There is hope for a soul who has fallen into the heresy of good works, as there is for any soul who has fallen into heresy, at least until the death of its bodily container. 

But in order to aspire to hope from heresy, the soul must understand how deep they are in heresy.

How, then, does a soul get there? That, friends, is what Dom Chautard, is about to detail, in what he helpfully calls "stages."
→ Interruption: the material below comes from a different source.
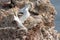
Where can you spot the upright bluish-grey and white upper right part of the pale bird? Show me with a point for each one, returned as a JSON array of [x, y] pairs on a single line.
[[25, 12]]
Here, Dom Chautard begins his discussion of what is the first stage - the loss of supernatural foundations, which form the bedrock of the interior life: 
FIRST STAGE. The soul began by progressively losing the clarity and power (if ever it had any at all) of its convictions about the supernatural life, the supernatural world, and the economy of the plan and of the action of Our Lord with regard to the relation between the inner life of the apostle and his works. He ceases to see these works except through a delusive mirage. In a subtle way, vanity comes to act as a pedestal to his supposed good intentions. “What else can I do? God has given me the gift of oratory, and I thank Him for it,” was the reply made by a certain preacher, puffed up with vain complacency, and totally extroverted, to those who are flattering him. The soul seeks itself more than it seeks God. The foreground is completely taken up by reputation, glory, and personal interests. The text, “If I pleased men, I should not be the servant of Christ,” 12 becomes, to him, something altogether without meaning. Besides ignorance of principles, the lack of supernatural foundations which characterizes this stage has sometimes as its cause and sometimes as its immediate result, dissipation, forgetfulness of God’s presence, giving up ejaculatory prayers and custody of the heart, want of delicacy of conscience and of regularity of life. Tepidity is close at hand, if it has not already begun.
Friends, from here, everything falls. This is an example of gradualism - make one allowance for evil, and sooner or later, more and more evil will be tolerated, until, eventually, all evil will be tolerated. It is a pattern we see time and again throughout history, even in Catholicism's Golden Age, in various forms.

We can lose this clarity and power of our convictions of the supernatural life not just by the methods Dom Chautard puts up here. It can also happen when we begin to view Holy Mother Church as merely a vehicle of affirming our political ideologies - which is just as tragic, if not more so - and which many have done and continue to do.